Not every Christian will get beyond Phase One, either. We can only try to love them to a better place, but we cannot guilt-fear-shame them, because that doesn’t last. Yes, it can be heartbreaking to see someone waste their life: but this is God’s experience of us every single nanosecond of His eternal existence, and He patiently pursued you. He will pursue them, too. You just do your part to trust Him and obey Him.
Lastly: rebuke doesn’t work unless you’ve already established a friendship where telling-the-truth is the baseline.
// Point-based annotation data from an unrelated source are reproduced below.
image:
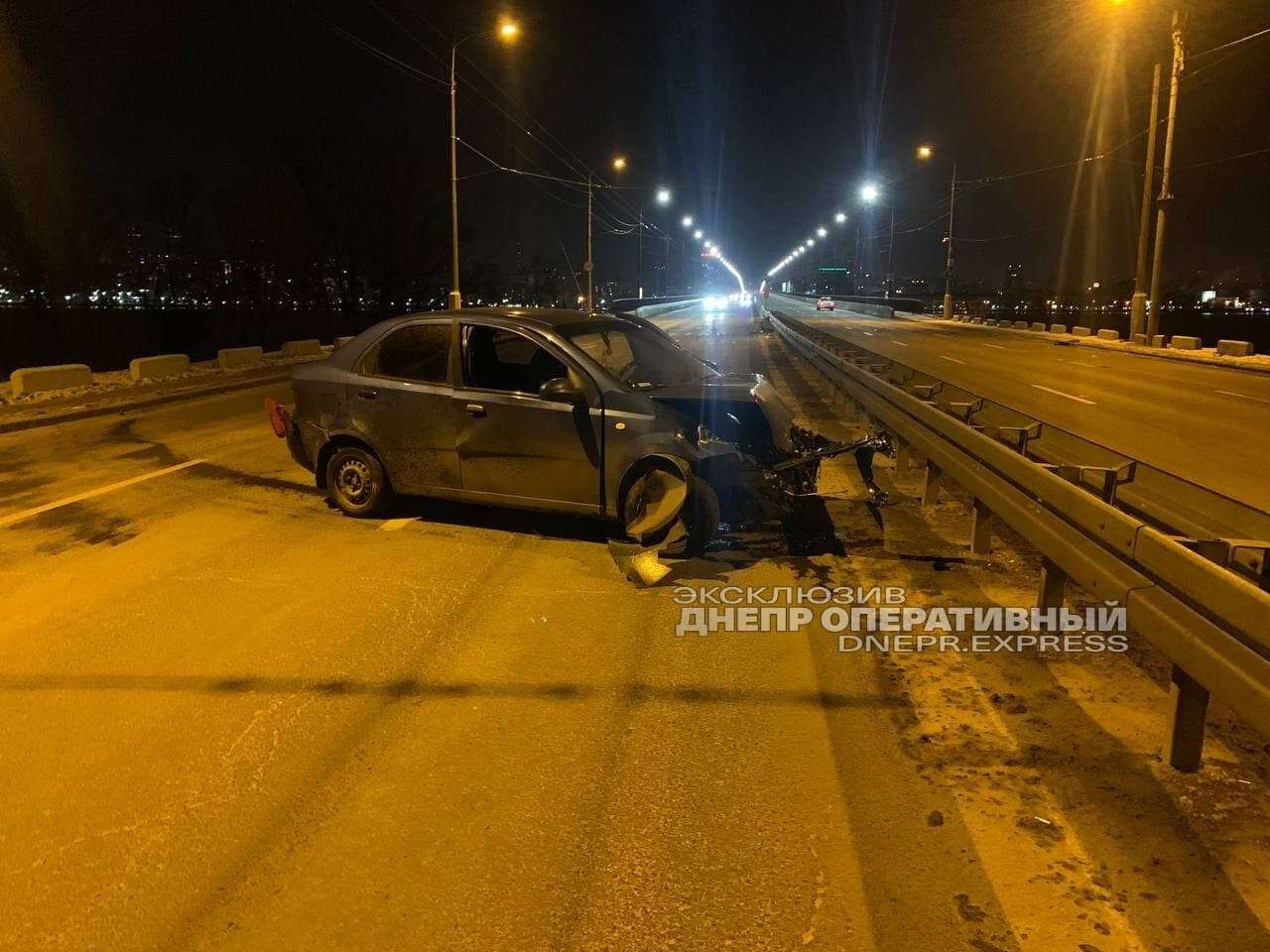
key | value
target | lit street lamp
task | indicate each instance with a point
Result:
(507, 31)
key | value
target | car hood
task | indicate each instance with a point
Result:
(733, 389)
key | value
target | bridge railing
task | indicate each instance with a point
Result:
(1211, 624)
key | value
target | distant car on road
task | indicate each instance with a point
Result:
(595, 414)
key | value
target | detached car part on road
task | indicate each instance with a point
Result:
(552, 411)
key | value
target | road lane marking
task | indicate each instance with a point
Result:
(1070, 397)
(99, 492)
(1245, 397)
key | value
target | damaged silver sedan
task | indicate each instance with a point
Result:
(553, 411)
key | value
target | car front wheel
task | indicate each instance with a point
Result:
(357, 483)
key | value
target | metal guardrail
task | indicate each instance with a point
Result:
(1223, 529)
(1210, 624)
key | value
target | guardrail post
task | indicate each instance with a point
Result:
(1053, 584)
(934, 475)
(903, 457)
(980, 529)
(1189, 702)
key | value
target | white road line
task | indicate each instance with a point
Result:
(1243, 397)
(100, 490)
(1070, 397)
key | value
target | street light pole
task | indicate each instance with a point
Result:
(508, 31)
(948, 267)
(456, 298)
(890, 252)
(1138, 308)
(1165, 195)
(589, 267)
(639, 262)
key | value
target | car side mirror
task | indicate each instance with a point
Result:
(561, 390)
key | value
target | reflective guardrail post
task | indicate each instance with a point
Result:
(980, 529)
(1188, 701)
(931, 480)
(1053, 584)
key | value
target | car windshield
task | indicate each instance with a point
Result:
(640, 358)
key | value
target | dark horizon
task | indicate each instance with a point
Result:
(273, 135)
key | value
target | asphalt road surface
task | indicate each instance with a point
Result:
(1206, 424)
(232, 719)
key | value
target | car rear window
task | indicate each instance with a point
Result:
(418, 352)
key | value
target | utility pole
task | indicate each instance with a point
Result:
(890, 252)
(589, 267)
(639, 263)
(666, 276)
(1165, 197)
(456, 298)
(948, 267)
(1138, 308)
(855, 264)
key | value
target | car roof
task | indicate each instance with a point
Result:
(536, 317)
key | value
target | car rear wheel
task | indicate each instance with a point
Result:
(357, 483)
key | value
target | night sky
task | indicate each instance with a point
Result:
(762, 117)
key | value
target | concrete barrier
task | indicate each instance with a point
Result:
(303, 348)
(232, 357)
(1234, 348)
(158, 366)
(32, 380)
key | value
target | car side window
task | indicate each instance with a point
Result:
(502, 359)
(418, 352)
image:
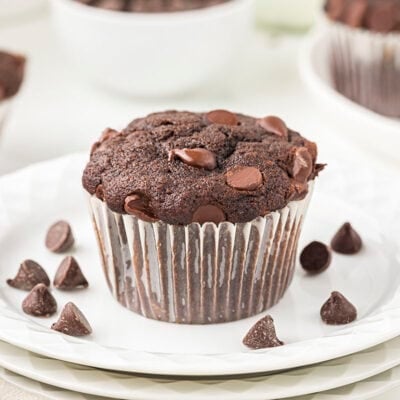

We make the mistake of thinking rebuke is a loaded shotgun that we can fire off at any church member who walks in the door, but that’s not biblical nor helpful.
No Christian is ever meant to rebuke someone without already first having fellowship-intimacy. If these people are hi-and-bye acquaintances, either get to know them completely or leave it to prayer. You’re not allowed the benefit of rebuke while at the same time leaving out intimacy.
Please just love them. Grace and patience. Yes, step in if they cross the criminal line. But other than that, if they’re being lukewarm, YOU show the way. You dare not ask of someone else what you are first not trying to do yourself.